Posted on 04/25/2026 3:27:15 PM PDT by Texan4Life
In the summer of 1905, two men held a private conversation in Tokyo that the world wouldn't find out about for nearly two decades. No treaty was signed. No announcement was made. But in that room, the United States quietly handed an entire nation over to colonial rule — and set in motion a chain of events that would end at Pearl Harbor forty years later.
This is the story of the Taft-Katsura Agreement, the secret deal that validated Japanese imperial ambition at the exact moment it needed validation most. We cover the Meiji Restoration and Japan's transformation from feudal island to industrial war machine, the shock of the Russo-Japanese War and what Japan's victory over Russia actually meant for the global order, the Treaty of Portsmouth and the riots it triggered at home, and the quiet three-point conversation between William Howard Taft and Prime Minister Katsura Taro that traded Korea's sovereignty for American security in the Philippines.
From the annexation of Korea in 1910, to the Manchuria invasion of 1931, to the attack on Pearl Harbor in 1941 — the thread runs straight.
(Excerpt) Read more at youtu.be ...
Mine too.
What is the movie?
The Death Of Stalin
Thank you.
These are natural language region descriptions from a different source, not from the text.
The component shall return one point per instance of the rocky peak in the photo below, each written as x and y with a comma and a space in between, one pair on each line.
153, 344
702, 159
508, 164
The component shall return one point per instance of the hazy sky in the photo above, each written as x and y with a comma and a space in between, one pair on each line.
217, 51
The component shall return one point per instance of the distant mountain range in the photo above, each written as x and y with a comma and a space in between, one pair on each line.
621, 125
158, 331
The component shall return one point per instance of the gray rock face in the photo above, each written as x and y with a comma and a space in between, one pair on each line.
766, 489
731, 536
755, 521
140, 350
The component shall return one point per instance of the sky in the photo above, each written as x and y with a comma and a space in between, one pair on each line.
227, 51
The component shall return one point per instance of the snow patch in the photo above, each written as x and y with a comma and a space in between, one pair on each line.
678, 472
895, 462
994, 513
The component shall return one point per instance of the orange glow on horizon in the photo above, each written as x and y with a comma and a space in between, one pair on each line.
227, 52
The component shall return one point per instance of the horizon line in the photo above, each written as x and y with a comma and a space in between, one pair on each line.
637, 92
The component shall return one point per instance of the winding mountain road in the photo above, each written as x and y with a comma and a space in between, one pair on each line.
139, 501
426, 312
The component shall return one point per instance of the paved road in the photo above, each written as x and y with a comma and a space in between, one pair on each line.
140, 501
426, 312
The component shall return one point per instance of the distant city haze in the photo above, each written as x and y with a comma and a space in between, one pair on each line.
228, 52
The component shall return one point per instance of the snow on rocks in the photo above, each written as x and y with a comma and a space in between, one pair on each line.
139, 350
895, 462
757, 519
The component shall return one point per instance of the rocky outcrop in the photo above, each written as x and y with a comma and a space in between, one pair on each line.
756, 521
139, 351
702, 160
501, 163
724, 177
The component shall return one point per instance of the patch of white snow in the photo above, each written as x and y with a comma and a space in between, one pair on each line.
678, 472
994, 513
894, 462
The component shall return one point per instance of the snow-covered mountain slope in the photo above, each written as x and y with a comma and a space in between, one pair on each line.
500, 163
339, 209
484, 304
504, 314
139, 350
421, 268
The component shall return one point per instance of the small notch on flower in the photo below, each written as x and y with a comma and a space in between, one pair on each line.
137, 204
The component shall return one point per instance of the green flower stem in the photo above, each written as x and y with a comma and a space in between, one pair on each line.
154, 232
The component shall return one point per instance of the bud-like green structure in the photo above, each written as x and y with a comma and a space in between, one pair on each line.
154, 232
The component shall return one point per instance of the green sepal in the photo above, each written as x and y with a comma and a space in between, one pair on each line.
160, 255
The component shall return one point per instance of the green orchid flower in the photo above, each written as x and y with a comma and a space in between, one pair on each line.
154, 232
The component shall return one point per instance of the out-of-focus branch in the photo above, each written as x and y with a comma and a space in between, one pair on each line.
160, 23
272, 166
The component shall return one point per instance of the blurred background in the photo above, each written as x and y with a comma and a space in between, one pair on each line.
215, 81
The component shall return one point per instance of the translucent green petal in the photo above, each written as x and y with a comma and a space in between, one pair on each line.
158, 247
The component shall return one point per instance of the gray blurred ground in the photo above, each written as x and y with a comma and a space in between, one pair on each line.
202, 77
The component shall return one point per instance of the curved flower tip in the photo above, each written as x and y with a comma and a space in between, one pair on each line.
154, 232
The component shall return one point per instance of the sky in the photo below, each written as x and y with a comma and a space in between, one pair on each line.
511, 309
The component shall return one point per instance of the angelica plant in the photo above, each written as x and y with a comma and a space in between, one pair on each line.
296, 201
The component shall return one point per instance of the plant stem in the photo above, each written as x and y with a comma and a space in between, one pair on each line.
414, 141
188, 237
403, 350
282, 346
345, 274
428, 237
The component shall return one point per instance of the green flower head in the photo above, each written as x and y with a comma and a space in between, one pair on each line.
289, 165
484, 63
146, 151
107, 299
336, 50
I’ll look it up.
America to Korea: We don’t want to spend American blood for you right now...
That was James Bradley’s argument in “Imperial Cruise.” But were we in charge of Korea? We were still largely a hemispheric power back then and weren’t going to go to war for Korean independence. We should have objected to Japan’s annexation of Korea, but it wouldn’t have changed anything. Bradley foolishly blames Theodore Roosevelt for WWII, IIRC.